Spånga-Tensta city district, Administrative district in northwestern Stockholm, Sweden.
Spånga-Tensta is a city district in northwestern Stockholm made up of six neighborhoods: Bromsten, Flysta, Solhem, Lunda, Sundby, and Tensta. The area shifts between zones of detached houses with gardens and blocks of flats built mostly during the 1960s and 1970s, laid out along wide roads.
The area was mostly farmland until the mid-20th century, when Sweden launched a large national housing program that brought rapid construction to the outskirts of Stockholm. Tensta was built as part of this effort, known as the Million Programme, which aimed to produce a million new homes across the country within a decade.
Tensta is one of Stockholm's most known multicultural neighborhoods, and that comes through when you walk its streets: shops selling goods from around the world, cafés with an international crowd, and conversations in many languages. A few kilometers away, the villa streets of Spånga feel like a typical Swedish suburb, with detached houses and quiet tree-lined roads.

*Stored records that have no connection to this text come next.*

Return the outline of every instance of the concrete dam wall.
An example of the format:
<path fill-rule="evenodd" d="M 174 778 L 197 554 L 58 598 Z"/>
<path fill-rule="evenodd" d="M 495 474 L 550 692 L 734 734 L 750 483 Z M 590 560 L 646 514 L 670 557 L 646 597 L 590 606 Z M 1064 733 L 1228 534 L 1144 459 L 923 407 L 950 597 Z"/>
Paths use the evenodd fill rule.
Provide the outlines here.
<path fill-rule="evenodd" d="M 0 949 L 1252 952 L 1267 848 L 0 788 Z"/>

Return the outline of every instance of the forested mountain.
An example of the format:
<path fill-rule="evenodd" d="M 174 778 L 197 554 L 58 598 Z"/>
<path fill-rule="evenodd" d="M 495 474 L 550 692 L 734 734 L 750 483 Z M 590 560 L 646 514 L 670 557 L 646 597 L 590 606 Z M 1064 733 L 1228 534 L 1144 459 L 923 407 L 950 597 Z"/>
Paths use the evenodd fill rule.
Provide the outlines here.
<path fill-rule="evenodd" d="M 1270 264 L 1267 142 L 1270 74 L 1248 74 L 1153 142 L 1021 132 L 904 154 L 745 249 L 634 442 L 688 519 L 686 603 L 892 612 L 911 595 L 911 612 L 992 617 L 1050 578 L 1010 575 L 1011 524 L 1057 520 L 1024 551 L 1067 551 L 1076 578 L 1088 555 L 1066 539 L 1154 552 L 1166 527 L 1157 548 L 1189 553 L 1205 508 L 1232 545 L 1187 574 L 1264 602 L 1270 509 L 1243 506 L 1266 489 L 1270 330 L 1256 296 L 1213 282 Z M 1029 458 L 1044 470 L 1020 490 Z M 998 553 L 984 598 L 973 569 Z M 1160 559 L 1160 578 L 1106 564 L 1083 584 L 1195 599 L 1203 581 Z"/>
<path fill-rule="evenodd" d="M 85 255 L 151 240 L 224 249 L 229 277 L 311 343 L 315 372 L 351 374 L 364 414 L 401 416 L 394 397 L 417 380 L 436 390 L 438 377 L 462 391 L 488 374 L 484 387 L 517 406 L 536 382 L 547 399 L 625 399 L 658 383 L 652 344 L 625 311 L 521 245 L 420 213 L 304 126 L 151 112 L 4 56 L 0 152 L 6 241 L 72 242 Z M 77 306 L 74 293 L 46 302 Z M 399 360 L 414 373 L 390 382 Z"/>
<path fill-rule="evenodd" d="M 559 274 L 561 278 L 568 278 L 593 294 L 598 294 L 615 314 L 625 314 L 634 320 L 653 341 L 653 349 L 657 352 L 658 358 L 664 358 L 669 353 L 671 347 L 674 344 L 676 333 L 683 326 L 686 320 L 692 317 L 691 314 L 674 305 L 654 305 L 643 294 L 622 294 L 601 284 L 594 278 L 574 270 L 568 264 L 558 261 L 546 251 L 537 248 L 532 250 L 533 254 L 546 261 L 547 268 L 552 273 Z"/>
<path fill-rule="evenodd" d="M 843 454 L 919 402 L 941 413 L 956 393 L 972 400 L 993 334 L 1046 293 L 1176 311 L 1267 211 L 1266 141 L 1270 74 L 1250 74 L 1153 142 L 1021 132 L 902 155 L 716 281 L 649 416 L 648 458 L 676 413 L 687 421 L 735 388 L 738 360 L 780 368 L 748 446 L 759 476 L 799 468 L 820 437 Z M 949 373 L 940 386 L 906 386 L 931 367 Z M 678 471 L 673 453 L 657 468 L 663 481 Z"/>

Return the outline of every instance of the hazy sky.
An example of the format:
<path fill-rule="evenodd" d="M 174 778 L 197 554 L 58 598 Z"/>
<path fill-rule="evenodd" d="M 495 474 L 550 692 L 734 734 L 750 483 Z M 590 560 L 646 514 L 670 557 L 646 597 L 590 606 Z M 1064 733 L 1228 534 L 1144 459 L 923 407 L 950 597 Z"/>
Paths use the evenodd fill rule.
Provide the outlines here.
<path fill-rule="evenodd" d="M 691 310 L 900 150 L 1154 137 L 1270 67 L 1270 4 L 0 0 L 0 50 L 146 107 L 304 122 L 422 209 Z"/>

Spånga railway station sits on a commuter line with direct trains to central Stockholm, and several bus routes link the different neighborhoods within the district. The villa areas near Spånga are easy to walk through, while the larger housing blocks around Tensta are best reached by bus.
Although Tensta is often thought of as just a housing area, it is home to the Tensta Konsthall, one of Stockholm's few contemporary art centers that deliberately reaches out to a local audience that rarely travels to the city center. The gallery regularly shows work by artists connected to migration and to the histories of places like Tensta itself.